IN the past few weeks, both the parliament and the executive arm of government have been making frantic attempts to curtail freedom of speech and rein in the media. While the Minister of Information, Mr. Lai Mohammed, has been persistent in his advocacy for strict control of the social media, two senators from Nasarawa State, Sani Musa and Sani Abdullahi, have sponsored what has come to be known as the anti-hate speech bill, vowing to see that it becomes a law eventually.

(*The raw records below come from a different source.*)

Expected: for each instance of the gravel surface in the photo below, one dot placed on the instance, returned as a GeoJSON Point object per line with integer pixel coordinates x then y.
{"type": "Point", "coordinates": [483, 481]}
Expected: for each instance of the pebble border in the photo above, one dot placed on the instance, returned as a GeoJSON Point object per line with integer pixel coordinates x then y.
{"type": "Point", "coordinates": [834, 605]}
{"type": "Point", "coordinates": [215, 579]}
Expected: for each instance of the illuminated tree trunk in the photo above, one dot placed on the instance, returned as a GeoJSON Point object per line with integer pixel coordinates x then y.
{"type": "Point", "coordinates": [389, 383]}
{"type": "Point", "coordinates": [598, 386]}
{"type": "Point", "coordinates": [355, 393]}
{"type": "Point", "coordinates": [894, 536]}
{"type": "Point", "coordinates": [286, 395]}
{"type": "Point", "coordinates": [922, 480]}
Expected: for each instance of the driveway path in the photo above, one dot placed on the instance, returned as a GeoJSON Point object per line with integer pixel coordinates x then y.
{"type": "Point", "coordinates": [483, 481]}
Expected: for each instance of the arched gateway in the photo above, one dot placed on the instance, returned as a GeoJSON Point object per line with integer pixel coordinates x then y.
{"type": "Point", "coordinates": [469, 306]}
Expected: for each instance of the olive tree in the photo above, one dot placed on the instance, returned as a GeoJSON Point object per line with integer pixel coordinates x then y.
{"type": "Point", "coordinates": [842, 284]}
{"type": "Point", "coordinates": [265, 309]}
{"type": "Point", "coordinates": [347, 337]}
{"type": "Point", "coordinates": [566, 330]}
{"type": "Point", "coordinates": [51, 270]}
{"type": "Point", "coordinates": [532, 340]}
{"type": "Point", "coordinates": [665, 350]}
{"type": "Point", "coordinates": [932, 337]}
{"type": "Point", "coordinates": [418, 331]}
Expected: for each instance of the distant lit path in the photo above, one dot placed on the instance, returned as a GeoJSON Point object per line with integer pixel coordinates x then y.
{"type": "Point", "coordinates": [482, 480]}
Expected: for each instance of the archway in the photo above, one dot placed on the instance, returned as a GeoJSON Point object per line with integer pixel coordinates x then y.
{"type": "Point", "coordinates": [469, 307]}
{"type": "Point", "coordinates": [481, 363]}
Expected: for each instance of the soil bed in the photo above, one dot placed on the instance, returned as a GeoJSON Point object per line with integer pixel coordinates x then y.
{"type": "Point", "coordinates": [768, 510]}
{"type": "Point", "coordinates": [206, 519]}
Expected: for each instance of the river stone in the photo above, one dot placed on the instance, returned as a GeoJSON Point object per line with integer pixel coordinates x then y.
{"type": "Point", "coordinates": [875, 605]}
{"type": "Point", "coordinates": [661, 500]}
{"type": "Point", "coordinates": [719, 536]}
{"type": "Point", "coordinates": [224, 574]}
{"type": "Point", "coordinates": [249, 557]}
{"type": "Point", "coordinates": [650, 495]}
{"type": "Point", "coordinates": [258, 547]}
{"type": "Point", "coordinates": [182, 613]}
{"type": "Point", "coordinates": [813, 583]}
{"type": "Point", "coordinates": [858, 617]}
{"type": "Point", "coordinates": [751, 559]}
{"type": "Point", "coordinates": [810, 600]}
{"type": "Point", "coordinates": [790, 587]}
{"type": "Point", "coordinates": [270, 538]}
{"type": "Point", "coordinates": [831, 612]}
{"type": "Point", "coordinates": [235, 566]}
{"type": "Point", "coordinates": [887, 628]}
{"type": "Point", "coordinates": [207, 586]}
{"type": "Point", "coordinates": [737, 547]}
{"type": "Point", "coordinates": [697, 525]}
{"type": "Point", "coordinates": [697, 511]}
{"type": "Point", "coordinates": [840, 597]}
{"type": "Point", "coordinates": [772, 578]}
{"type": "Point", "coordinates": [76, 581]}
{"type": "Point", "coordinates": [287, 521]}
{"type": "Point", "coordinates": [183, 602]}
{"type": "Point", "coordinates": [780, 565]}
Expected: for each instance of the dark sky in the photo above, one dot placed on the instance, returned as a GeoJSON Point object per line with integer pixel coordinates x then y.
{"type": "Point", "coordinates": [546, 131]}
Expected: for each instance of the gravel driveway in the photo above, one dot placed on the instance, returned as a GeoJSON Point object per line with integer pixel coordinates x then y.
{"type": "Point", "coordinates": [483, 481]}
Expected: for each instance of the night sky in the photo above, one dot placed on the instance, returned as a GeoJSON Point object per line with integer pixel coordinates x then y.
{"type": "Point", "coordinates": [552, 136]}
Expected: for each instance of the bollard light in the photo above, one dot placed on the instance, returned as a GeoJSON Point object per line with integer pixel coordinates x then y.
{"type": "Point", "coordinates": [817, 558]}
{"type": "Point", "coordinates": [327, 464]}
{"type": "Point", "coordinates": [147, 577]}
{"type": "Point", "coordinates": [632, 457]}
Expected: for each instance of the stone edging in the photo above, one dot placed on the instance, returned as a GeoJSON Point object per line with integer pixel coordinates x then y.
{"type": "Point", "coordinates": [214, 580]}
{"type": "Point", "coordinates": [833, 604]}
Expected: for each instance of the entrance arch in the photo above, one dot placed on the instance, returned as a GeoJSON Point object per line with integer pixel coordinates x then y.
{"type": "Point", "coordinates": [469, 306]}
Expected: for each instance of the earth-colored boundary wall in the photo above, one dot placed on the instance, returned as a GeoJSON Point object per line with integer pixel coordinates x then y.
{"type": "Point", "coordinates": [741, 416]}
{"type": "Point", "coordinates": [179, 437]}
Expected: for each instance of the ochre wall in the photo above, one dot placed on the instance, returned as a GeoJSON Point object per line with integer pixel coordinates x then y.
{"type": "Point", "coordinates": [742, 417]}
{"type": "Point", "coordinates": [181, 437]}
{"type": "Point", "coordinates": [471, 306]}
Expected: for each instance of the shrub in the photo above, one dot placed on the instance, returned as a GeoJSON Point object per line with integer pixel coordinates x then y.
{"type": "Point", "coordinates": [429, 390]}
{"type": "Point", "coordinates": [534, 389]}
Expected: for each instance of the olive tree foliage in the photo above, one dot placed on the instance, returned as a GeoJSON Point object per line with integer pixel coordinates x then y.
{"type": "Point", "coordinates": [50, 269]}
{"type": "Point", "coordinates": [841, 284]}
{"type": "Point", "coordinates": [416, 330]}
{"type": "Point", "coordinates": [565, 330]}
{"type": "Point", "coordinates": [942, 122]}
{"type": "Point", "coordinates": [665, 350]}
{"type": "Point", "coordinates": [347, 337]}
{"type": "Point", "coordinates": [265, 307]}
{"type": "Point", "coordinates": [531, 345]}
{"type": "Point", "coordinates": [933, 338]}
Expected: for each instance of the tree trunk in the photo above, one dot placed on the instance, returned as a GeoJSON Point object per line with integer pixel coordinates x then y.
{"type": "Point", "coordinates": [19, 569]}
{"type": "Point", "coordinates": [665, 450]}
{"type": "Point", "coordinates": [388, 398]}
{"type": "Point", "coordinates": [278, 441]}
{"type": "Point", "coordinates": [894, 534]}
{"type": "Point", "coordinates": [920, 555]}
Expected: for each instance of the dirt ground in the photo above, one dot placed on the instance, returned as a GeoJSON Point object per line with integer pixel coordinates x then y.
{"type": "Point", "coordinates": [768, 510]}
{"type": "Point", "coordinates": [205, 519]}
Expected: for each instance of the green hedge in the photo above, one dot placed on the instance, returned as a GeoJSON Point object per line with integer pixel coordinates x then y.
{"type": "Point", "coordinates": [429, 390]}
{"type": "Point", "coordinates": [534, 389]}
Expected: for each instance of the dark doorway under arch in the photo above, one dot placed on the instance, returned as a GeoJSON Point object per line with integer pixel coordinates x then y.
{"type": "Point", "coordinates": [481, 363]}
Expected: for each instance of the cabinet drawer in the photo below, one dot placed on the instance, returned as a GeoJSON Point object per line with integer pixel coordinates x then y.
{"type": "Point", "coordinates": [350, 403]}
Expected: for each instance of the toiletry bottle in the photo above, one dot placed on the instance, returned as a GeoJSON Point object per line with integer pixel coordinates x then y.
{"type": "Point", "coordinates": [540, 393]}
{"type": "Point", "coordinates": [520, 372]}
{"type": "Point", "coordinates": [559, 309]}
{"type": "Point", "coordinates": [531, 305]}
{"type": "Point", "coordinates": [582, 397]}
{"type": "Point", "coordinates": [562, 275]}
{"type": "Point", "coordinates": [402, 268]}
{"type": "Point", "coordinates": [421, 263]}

The bill was resurrected after failing to make it through in the eighth Senate and after President Muhammadu Buhari had threatened to take firm and decisive action against the promoters of ‘hate speech.’ It is certainly right up his alley, seeing that this is a recap of his military tenure’s trademark. Mr. Buhari certainly does not pretend that he could function maximally in a free and liberal democracy despite his pre-electoral claim of being a converted democrat. Political observers are not wrong in their thinking that with the legislature as presently constituted, he just might be able to get approval for his every dream and imagination. And since this is his final term of office, it is up to civil society organisations and genuine progressives to stop this democracy from morphing into a fascist state.
A cursory look at the bill would show the murderous intent of its sponsors. It recommends death by hanging for perpetrators of the so-called ‘hate speech’ and the establishment of a commission to monitor the administration of the law. It is shocking that any legislative institution would deliberate on a bill such as this, let alone schedule it for second reading. The fact that the country is still grappling with issues of critical concern such as economic growth and development, including how to reverse its crude infrastructure and nearly comatose health, education and manufacturing sectors, among others, only brings the awkward priorities of this administration into bold relief. Even the much touted zero tolerance for corruption by this administration seems to be suffering from lack of attention given the zeal currently being deployed in making the anti-hate speech bill to become a law.
The Nigerian people, who are still interested in the country becoming a lot more liberalised than it is now, have been apparently shocked by the audacious attempt to convert a democratically elected government into a totalitarian enterprise. It is certainly amazing that the kidnappers and bandits who are making life nasty, short and brutish in many parts of the country are not being given the death penalty, yet the so-called purveyors of hate speech are doomed to death already. Not only that; the bandits have a complete bureaucracy lined up to minister to them, collecting ransoms from the state.
There’s certainly more to the bill on hate speech than meets the eye. Could there be a hidden agenda or interests somewhere that remain unclear to the people? Could it be a political distraction to sway the people who have been deeply immersed in more expedient existential crises and have been failed by the government’s tardy responses?
To be sure, there are more pressing issues confronting the country than the hate speech bill. The government has more than enough to contemplate about in service delivery. Plotting to cow an already perplexed and miserable people into submission is not a good thing to do.